To begin, I wasn't the biggest fan of the first novel, Shatter Me, in this series. I found it mediocre at best. Again with this book I found this to be super annoying, distracting, etc. In the first book, there was something else that annoyed me about the writing style, but I couldn't put my finger on it. I finally realized that half of the book is full of analogies and pretty similes. I feel that the author was trying too hard to make the writing pretty and didn't do enough world building.

I don’t think this book should necessarily be labelled as dystopian. It is more romance first with a little dystopian/paranormal to fill in the background.

The novel begins with Juliette at Omega trying to hone her special powers. Omega Point seems very much like X-Men's Xavier's School for Gifted Youngsters. She has not adjusted at all. I don't feel like she really tried to adjust or make friends. You do feel how lonely she is throughout the beginning of the book and how she is burdened with the guilt for being considered a "monster" for the first 17 years of her life. She just wants to be like all the other girls, have friends and a boyfriend who she can touch without killing.

By the time I was a third into the book, I was tired of how whiny and pathetic Juliette was becoming. She did become much stronger by the end of the book.

The only character I truly enjoyed was Kenji. He was funny throughout the novel, but was still able to be serious and could tell Juliette he just doesn’t care about her love life that their situation was bigger than that.

The battle in the middle of the book was written pretty well. It had lots of action, but didn’t drag on.

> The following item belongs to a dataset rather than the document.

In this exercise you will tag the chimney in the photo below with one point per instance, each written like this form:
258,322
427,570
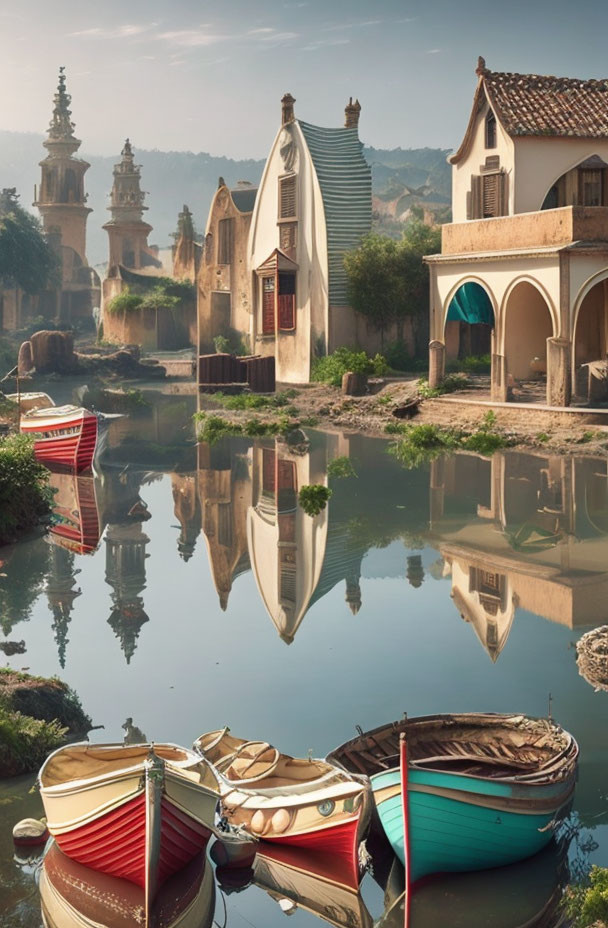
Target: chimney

After the battle I found the last half of the book to drag out a bit, and it was almost anti-climactic until the cliff-hanger on the last page.

My Rating:

February 2, 2013

Review: The Dead and the Gone by Susan Beth Pfeffer


The Dead and The Gone by Susan Beth Pfeffer
Series: Last Survivors #2
Publisher: HMH Books for Young Readers
Source: Bought
ISBN: 9780547422268
Release Date: June 1, 2008


Susan Beth Pfeffer’s Life as We Knew It enthralled and devastated readers with its brutal but hopeful look at an apocalyptic event--an asteroid hitting the moon, setting off a tailspin of horrific climate changes. Now this harrowing companion novel examines the same events as they unfold in New York City, revealed through the eyes of seventeen-year-old Puerto Rican Alex Morales. When Alex's parents disappear in the aftermath of tidal waves, he must care for his two younger sisters, even as Manhattan becomes a deadly wasteland, and food and aid dwindle.

With haunting themes of family, faith, personal change, and courage, this powerful new novel explores how a young man takes on unimaginable responsibilities.


The Dead and the Gone centres around Alex Morales. A Puerto Rican boy who goes to a Catholic school. This is the second book in The Last Survivors series, where an asteroid bumps the moon a little closer to the earth causing severe changes to tides, volcanic eruptions, etc.

I found a lot of what happened in this book was repetitive of the first book and Alex's voice was very interchangeable to the main character in the first novel, but I did enjoy Miranda's character in the first novel more. She just seemed stronger where Alex's character came across as flat and boring. And when he wasn't boring his reactions were completely unrealistic. After someone tries to pimp out your sister you DON'T shake his hand and say "no hard feelings!"

One of the stronger characters in the novel was his youngest sister, Julie. At the start she is nothing more than a whiny brat who fusses if she didn't get her own way. As the novel continues, even though she is only 12, she must push her childhood aside and help her brother survive.

The author does try to show that Alex must suffer and scavenge, but they seem to have a lack of resourcefulness, and I'm not sure they would have actually survived in a real disaster.